In central Texas, Lent is a heady mixture of the sweet, grape-y scent of Mountain Laurel any time you’re walking outdoors, combined with the spirit-intensifying practices of, say, finally making good on your promise to rise at dawn every day for prayer or read a Gospel slowly enough to climb into the story. On the seminary campus, many of us are using the daily reflections of the monastic Society of Saint John the Evangelist and gathering once a week to talk them over, to pray, to share the ways in which our hearts are slowly opening to the processes of God’s love.
But what of the “R” word – repentance? Isn’t that kind of a downer? I’ve described elsewhere an incident that has become emblematic to me of repentance and reconciliation, but today I want to take the same story and turn it in a different direction.
Every fall, I help to lead a knitting retreat, not because I’m a good knitter, but because I said I would lead the first one, and then I got hooked on the ways in which that quiet practice not only results in sweaters and scarves and socks and hats, but also knits together a community of people. A couple of years ago, one of the women brought with her the softest gray yarn of baby alpaca, and knitted her husband a sweater with a beautiful basket weave. It was basically a knitted hug. And yet – it never quite fit him, and to make matters worse, the joins weren’t holding. The ill-fitting sweater was falling apart.
She brought the sweater back this year, and spent the first evening unraveling it until she had a huge pile of something that looked more or less like a medium-sized dog by the side of her chair. In the previous telling of her story, I talk about how the yarn got untangled and rolled back into neat balls for re-knitting. But that’s another story.
Today, I’m thinking about how the practices of repentance and prayer and attention during Lent help us to see the people around us more clearly, to take their more precise measurements.

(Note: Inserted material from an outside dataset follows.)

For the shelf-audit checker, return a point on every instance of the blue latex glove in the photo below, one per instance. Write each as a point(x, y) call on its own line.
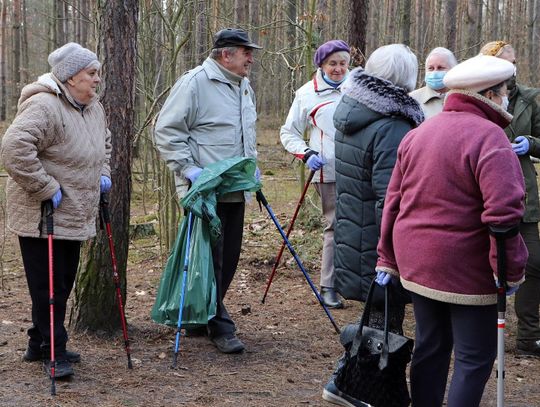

There comes a time in most of our closest relationships – our relationship with a spouse, with a sibling, or parent, or friend – when, if we’re paying attention, we notice that our image of them doesn’t fit them any more. And perhaps our view of them has even started to come apart at the seams. But it’s hard work to unravel our previous sense of someone, and it’s even harder still to muster the energy to re-knit our perceptions into something that actually fits.
But the gift of the practices of self-inventory that characterize Lent (such as the Great Litany) is that they don’t finally leave us with ourselves. They help us get over ourselves, so that we can receive the presence of others more simply and truly. This Lent, while I may appear to be praying, what I’m actually doing is unraveling constructions that were about to fall apart anyway, and re-knitting them by the light of Christ. It’s hard work and good work, and I’m so thankful for this tender, purple season of fragrant Mountain Laurels to do it in.